An investment industry leader on Monday urged U.S. regulators to require listed companies to disclose greenhouse gas emissions data and worker demographic information, endorsing efforts to make such details accessible to ordinary shareholders.
The call from Eric Pan, president of the Investment Company Institute, came in response to a request for public comment from the Securities and Exchange Commission (SEC) on how it might direct companies to report more about the environmental and social impact of their services . The institute represents mutual funds, their shareholders and investment advisers.
The comments marked a shift for the influential trade group after Pan in May urged regulators to adopt only voluntary climate disclosure rules. read more
Asked about the previous remarks, an ICI spokesperson said that after discussions with members, “our views solidified around mandating certain greenhouse gas emissions and human capital data.”
Investors have put money into funds that base investment decisions on sustainability criteria, in turn prodding big fund firms to support shareholder proposals for corporate reforms. read more
In a letter to the SEC published by ICI on Monday, Pan said the requirements would give fund managers consistent, comparable and reliable data.
Pan said that some disclosures should be mandatory, but the trade group hopes the SEC will be flexible about making changes if needed over time.

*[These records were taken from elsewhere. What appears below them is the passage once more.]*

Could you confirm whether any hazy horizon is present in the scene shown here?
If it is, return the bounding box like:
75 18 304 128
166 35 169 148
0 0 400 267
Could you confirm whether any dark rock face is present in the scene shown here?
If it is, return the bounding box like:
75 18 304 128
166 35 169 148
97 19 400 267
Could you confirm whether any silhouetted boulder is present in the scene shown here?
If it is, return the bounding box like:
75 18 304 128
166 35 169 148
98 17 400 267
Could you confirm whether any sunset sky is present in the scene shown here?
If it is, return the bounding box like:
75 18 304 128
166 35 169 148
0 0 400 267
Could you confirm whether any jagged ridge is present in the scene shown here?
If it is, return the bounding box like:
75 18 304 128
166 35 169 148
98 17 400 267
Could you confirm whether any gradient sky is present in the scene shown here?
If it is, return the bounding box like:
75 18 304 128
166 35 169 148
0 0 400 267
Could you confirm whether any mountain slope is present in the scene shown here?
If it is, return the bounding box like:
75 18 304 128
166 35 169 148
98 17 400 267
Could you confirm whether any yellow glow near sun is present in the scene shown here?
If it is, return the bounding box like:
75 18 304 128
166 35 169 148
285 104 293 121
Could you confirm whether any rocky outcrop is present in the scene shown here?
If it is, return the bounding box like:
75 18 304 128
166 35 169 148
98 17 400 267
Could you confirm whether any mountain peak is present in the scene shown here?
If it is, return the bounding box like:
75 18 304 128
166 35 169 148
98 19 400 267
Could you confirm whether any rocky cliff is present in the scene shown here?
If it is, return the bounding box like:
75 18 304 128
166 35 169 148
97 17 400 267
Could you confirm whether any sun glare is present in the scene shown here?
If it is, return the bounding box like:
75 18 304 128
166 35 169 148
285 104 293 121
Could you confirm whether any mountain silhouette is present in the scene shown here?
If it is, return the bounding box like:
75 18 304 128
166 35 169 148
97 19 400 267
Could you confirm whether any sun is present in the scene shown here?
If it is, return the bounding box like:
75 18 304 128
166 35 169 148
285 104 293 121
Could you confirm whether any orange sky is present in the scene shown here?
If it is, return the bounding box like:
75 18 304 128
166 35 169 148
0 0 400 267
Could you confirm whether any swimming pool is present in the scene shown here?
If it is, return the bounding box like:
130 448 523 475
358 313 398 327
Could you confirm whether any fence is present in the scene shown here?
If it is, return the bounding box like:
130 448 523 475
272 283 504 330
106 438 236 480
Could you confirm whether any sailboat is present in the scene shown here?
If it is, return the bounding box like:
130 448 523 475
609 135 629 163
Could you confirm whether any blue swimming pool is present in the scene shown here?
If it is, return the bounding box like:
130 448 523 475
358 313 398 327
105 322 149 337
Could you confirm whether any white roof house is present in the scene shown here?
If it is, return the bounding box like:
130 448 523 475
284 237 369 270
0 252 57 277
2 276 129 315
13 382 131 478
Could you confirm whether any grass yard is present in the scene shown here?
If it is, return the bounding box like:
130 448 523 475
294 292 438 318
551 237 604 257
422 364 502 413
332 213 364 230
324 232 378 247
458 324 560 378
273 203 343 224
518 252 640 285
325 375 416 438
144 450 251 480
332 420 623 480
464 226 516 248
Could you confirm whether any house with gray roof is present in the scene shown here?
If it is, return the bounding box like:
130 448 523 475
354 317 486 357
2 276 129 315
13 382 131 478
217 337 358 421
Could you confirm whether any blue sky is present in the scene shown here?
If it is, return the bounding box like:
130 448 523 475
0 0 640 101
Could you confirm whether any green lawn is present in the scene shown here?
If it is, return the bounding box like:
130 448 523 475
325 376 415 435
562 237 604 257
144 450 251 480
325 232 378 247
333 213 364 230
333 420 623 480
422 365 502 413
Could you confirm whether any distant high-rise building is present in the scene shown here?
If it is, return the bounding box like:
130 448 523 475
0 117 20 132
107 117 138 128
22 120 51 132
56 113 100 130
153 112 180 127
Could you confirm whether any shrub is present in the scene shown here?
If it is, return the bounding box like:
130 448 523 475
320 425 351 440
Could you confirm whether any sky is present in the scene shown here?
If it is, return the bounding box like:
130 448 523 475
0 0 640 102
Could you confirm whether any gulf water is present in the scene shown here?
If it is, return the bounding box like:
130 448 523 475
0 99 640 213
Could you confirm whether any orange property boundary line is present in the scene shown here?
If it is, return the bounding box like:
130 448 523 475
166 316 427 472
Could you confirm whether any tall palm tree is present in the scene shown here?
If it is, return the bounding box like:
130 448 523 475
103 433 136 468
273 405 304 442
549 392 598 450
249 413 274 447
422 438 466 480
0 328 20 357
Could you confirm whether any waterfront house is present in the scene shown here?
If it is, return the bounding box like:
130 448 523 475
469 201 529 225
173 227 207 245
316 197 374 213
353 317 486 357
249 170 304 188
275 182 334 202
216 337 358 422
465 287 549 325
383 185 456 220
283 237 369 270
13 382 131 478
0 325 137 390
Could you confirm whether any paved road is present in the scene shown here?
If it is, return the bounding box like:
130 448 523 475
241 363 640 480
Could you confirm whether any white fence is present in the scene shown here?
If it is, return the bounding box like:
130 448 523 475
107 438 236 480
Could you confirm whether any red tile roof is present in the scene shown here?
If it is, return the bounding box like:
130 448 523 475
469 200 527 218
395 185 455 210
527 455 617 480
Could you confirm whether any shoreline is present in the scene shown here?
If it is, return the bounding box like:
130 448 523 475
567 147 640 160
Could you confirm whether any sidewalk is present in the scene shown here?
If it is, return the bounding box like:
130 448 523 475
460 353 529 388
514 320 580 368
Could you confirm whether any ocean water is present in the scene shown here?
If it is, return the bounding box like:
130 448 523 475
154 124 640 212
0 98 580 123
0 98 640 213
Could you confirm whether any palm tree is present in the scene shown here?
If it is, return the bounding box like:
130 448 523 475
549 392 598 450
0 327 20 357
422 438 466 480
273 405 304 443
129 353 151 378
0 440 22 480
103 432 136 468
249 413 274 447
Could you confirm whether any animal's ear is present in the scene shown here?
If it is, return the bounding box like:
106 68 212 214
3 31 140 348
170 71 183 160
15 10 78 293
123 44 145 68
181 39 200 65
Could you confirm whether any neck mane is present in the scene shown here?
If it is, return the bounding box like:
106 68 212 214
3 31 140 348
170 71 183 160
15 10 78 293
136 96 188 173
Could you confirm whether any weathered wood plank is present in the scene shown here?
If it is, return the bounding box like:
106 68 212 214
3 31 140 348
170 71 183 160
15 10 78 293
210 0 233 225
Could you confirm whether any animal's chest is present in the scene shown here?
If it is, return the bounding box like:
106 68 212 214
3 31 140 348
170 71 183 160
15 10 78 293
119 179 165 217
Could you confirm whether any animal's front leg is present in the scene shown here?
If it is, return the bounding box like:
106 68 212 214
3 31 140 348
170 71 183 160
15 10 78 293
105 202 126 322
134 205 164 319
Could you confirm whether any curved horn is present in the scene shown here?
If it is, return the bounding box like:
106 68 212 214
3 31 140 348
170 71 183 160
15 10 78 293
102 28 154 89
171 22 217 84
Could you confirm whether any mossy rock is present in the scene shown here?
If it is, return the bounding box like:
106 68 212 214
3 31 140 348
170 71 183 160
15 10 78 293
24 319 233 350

He also called for the SEC to require that all companies publicly disclose a form known as the EEO-1 they file to the federal government showing the race and gender breakdowns of their workforces. More companies have done so after last year’s Black Lives Matter protests put a new focus on social equity issues.
In response to investor interest, the SEC plans to require disclosure of detailed climate change information and a range of workforce data, its chair Gary Gensler has said.